1. Hukuk Dairesi2021/1201 E. 2022/714 K.

Yapay Zeka Özeti

Uyuşmazlık: Davalıların, davacı şirkete ait taşınmazı vekalet görevinin kötüye kullanılması suretiyle düşük bir bedelle devraldıkları iddiasıyla açılan tapu iptali ve tescil davasında, vekalet görevinin kötüye kullanılıp kullanılmadığı hususu.

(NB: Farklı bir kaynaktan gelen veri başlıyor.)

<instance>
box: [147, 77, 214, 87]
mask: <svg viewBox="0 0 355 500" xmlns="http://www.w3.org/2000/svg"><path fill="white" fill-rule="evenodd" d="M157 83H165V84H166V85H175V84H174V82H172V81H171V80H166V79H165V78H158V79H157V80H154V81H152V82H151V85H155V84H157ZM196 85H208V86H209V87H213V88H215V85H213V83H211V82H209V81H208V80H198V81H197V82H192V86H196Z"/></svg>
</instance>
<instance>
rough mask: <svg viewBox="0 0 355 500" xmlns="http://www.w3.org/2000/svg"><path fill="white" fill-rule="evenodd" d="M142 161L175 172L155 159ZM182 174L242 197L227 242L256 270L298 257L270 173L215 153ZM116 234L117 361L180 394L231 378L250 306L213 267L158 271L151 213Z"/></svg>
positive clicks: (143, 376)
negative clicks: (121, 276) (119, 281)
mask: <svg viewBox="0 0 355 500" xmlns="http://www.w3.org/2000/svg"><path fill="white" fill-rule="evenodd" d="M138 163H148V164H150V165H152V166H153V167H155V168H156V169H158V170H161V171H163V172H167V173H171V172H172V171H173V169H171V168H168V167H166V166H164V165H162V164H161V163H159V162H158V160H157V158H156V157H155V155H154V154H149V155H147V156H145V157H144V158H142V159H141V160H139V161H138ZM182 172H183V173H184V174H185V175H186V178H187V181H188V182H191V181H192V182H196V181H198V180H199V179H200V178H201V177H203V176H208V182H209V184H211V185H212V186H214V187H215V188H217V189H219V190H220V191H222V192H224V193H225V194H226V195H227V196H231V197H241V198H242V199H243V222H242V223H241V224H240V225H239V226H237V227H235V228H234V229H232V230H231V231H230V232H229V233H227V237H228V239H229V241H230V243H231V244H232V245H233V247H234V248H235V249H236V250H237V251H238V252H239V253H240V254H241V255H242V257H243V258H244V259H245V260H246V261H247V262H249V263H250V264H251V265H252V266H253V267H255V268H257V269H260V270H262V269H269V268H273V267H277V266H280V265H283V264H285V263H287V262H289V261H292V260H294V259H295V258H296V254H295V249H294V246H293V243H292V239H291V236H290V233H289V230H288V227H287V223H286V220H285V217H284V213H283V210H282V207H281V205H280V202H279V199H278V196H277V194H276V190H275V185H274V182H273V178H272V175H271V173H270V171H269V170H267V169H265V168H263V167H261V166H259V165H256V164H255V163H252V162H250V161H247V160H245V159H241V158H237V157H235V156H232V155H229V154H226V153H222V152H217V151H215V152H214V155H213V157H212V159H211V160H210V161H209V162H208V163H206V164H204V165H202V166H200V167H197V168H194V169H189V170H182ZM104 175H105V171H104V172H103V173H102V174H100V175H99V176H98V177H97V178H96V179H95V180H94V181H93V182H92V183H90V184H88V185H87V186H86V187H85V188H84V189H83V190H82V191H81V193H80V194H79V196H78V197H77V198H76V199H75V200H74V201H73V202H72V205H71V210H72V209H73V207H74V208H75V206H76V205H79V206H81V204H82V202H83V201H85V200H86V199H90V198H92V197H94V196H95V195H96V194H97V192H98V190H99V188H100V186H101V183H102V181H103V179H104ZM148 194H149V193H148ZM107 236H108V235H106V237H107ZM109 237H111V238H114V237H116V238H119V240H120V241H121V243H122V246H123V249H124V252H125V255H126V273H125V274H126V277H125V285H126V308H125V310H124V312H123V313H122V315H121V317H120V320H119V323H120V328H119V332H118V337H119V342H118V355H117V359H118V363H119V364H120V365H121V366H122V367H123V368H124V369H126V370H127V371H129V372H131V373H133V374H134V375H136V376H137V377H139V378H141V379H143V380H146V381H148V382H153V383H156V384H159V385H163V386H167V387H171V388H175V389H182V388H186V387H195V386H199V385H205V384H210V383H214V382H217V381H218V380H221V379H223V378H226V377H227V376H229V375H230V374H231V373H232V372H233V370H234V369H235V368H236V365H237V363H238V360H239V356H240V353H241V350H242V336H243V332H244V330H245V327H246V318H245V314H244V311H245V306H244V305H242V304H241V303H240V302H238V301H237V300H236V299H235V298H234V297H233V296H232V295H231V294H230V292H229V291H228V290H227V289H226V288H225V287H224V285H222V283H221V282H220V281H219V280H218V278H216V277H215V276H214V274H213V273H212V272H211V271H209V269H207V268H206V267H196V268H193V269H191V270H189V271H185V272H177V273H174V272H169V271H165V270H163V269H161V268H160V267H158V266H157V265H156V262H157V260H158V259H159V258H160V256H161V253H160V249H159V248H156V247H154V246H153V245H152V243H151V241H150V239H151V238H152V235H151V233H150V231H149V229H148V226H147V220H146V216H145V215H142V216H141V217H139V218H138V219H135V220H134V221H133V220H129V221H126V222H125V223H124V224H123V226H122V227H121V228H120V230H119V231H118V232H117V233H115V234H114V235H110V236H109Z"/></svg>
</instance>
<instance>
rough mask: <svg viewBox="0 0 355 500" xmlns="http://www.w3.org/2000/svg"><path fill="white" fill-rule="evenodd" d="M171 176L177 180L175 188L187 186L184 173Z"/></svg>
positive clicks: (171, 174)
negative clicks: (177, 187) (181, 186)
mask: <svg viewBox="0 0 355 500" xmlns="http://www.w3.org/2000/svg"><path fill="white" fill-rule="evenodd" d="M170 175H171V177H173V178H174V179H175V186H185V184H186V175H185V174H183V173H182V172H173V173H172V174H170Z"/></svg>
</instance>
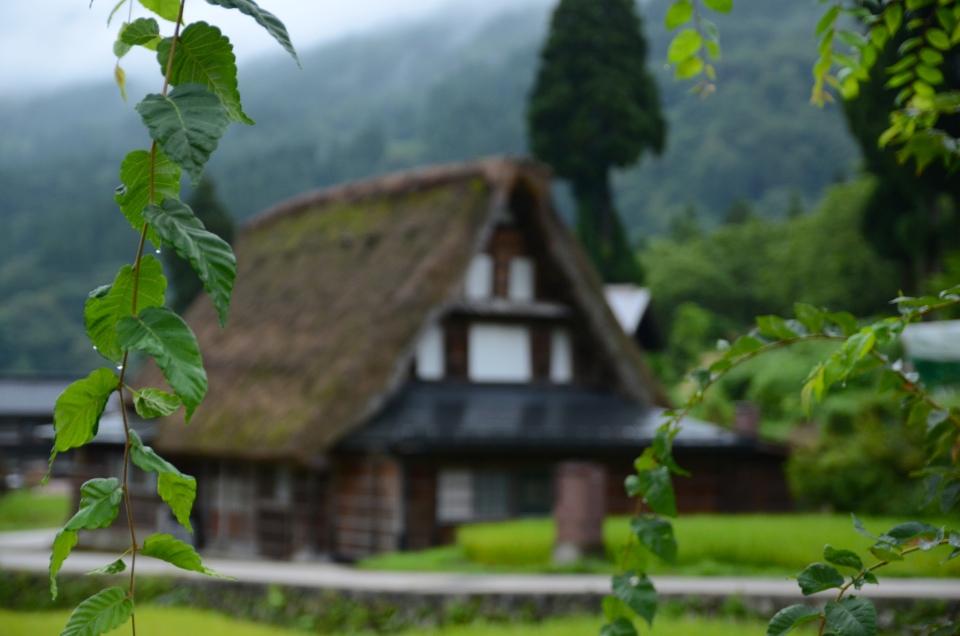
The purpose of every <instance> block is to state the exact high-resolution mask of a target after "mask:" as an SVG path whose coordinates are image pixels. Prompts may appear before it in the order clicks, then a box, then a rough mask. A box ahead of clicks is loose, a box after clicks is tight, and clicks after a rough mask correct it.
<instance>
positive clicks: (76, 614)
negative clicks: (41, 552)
mask: <svg viewBox="0 0 960 636" xmlns="http://www.w3.org/2000/svg"><path fill="white" fill-rule="evenodd" d="M141 1H143V0H141ZM131 616H133V599H131V598H129V597H128V596H127V593H126V592H125V591H124V590H122V589H120V588H119V587H111V588H107V589H105V590H103V591H102V592H99V593H97V594H94V595H93V596H91V597H90V598H88V599H87V600H85V601H84V602H82V603H80V605H78V606H77V609H75V610H73V613H72V614H71V615H70V618H69V619H67V625H66V627H64V628H63V631H62V632H60V636H99V635H100V634H104V633H106V632H109V631H113V630H115V629H116V628H118V627H120V626H121V625H123V624H124V623H126V622H127V621H128V620H130V617H131Z"/></svg>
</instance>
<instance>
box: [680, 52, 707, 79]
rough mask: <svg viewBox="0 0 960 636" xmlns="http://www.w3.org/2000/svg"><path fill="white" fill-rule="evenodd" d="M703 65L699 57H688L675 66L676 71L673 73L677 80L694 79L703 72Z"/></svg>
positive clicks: (701, 59) (700, 58)
mask: <svg viewBox="0 0 960 636" xmlns="http://www.w3.org/2000/svg"><path fill="white" fill-rule="evenodd" d="M703 67H704V63H703V59H701V58H700V57H696V56H693V57H688V58H687V59H685V60H683V61H682V62H680V63H679V64H677V69H676V71H675V73H674V75H675V76H676V78H677V79H678V80H685V79H690V78H691V77H696V76H697V75H699V74H700V72H701V71H702V70H703Z"/></svg>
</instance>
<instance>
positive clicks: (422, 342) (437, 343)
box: [417, 324, 446, 380]
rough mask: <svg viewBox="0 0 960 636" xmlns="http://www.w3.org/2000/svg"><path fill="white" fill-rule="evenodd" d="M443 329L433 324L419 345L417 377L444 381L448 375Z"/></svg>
mask: <svg viewBox="0 0 960 636" xmlns="http://www.w3.org/2000/svg"><path fill="white" fill-rule="evenodd" d="M443 343H444V337H443V327H441V326H440V325H438V324H432V325H430V326H429V327H427V330H426V333H424V334H423V336H422V337H421V338H420V342H419V343H417V377H418V378H420V379H421V380H442V379H443V377H444V375H446V365H445V360H444V358H445V355H444V347H443Z"/></svg>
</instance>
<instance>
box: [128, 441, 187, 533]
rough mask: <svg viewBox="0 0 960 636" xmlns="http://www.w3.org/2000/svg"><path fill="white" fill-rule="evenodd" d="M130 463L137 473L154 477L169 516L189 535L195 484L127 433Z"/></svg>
mask: <svg viewBox="0 0 960 636" xmlns="http://www.w3.org/2000/svg"><path fill="white" fill-rule="evenodd" d="M130 441H131V445H130V459H131V460H132V461H133V463H134V464H136V465H137V467H138V468H140V470H144V471H146V472H148V473H157V474H158V475H159V477H158V479H157V494H159V495H160V498H161V499H163V501H165V502H166V504H167V505H168V506H170V510H171V511H173V515H174V516H175V517H176V518H177V521H179V522H180V525H182V526H183V527H184V528H186V529H187V530H188V531H189V532H190V533H191V534H192V533H193V527H192V526H191V525H190V511H191V510H193V502H194V500H195V499H196V498H197V480H196V479H194V478H193V477H191V476H190V475H185V474H183V473H181V472H180V471H179V470H177V468H176V466H174V465H173V464H171V463H170V462H168V461H167V460H165V459H163V458H162V457H160V456H159V455H157V453H156V451H154V450H153V449H152V448H150V447H149V446H144V444H143V441H142V440H141V439H140V436H139V435H137V433H136V431H130Z"/></svg>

Gerekçe ve Sonuç: Vekalet görevinin kötüye kullanıldığına dair davacı tarafından ileri sürülen iddiaların ispatlanamaması ve taşınmaz satışının davacı şirket yetkilisinin bilgisi dahilinde ve bedeli ödenerek gerçekleştirilmiş olması gözetilerek, yerel mahkemenin davayı reddeden kararının onanmasına karar verilmiştir.

Karar Metni

"İçtihat Metni"

MAHKEMESİ : İSTANBUL BÖLGE ADLİYE MAHKEMESİ 2. HUKUK DAİRESİ

DAVA TÜRÜ : TAPU İPTALİ VE TESCİL

Taraflar arasındaki tapu iptali ve tescil, mümkün olmazsa bedel istekli dava sonunda, İstanbul Bölge Adliye Mahkemesi 2. Hukuk Dairesince verilen karar yasal süre içerisinde davacı vekili tarafından duruşma istekli temyiz edilmiş olmakla; duruşma günü olarak saptanan 26.01.2022 Çarşamba günü için yapılan tebligat üzerine temyiz eden davacı vekili Avukat ... geldi, davetiye tebliğine rağmen başka gelen olmadı. Duruşmaya başlandı, süresinde verilen ve kayıt olduğu anlaşılan temyiz dilekçesinin kabulüne karar verildikten sonra, dosya incelenip gereği düşünüldü:

I. DAVA

Davacı şirket vekili, ... ile oğlu dava dışı ...’ın sahibi olduğu davacı şirketin 2016 yılında başlayan ekonomik sıkıntıları nedeniyle dava dışı ...’ın kardeşi olan davalı ...’a (...’nin eşi) bir miktar borç para verdiği iddiasıyla borcun bir an önce ödenmesi için şirketi temsile yetkili ... ve ailesine sözde baskı yapıldığını, borcu ödeyebilmek için kredi taksitleri halen sona ermemiş olan dava dışı evin satılmasına karar verildiğini, bu süreçte şirkete ait çekişme konusu 826 ada 9 parsel sayılı taşınmazın satılmasını ısrarla isteyen davalı ...’ın ...’den iradesini fesada uğratarak şirket adına aldığı vekaletname ile çekişme konusu taşınmazı yeğeni olan (dava dışı ...’ın oğlu) diğer davalı ...’a çok düşük bedelle temlik ettiğini, satışa ilişkin bilgi verilmediği gibi satış bedelinin de ödenmediğini, vekalet görevinin kötüye kullanıldığını, davalıların el ve iş birliği içerisinde hareket ettiklerini ileri sürerek tapu iptali ve tescile mümkün olmazsa bedele karar verilmesini istemiştir.

II. CEVAP

1. Davalı ..., kendisinin kurduğu davacı şirkete eşi ... ile oğlu ...'ı ortak yaptığını, ekonomik şartların zorlaşması ve şirket borçlarının artması nedeniyle şirkete ait taşınmazın bedeli karşılığında diğer davalı ...'a devredildiğini, ...'ye karşı boşanma davası açmasından sonra eldeki davanın açıldığını belirtip davanın reddini savunmuştur.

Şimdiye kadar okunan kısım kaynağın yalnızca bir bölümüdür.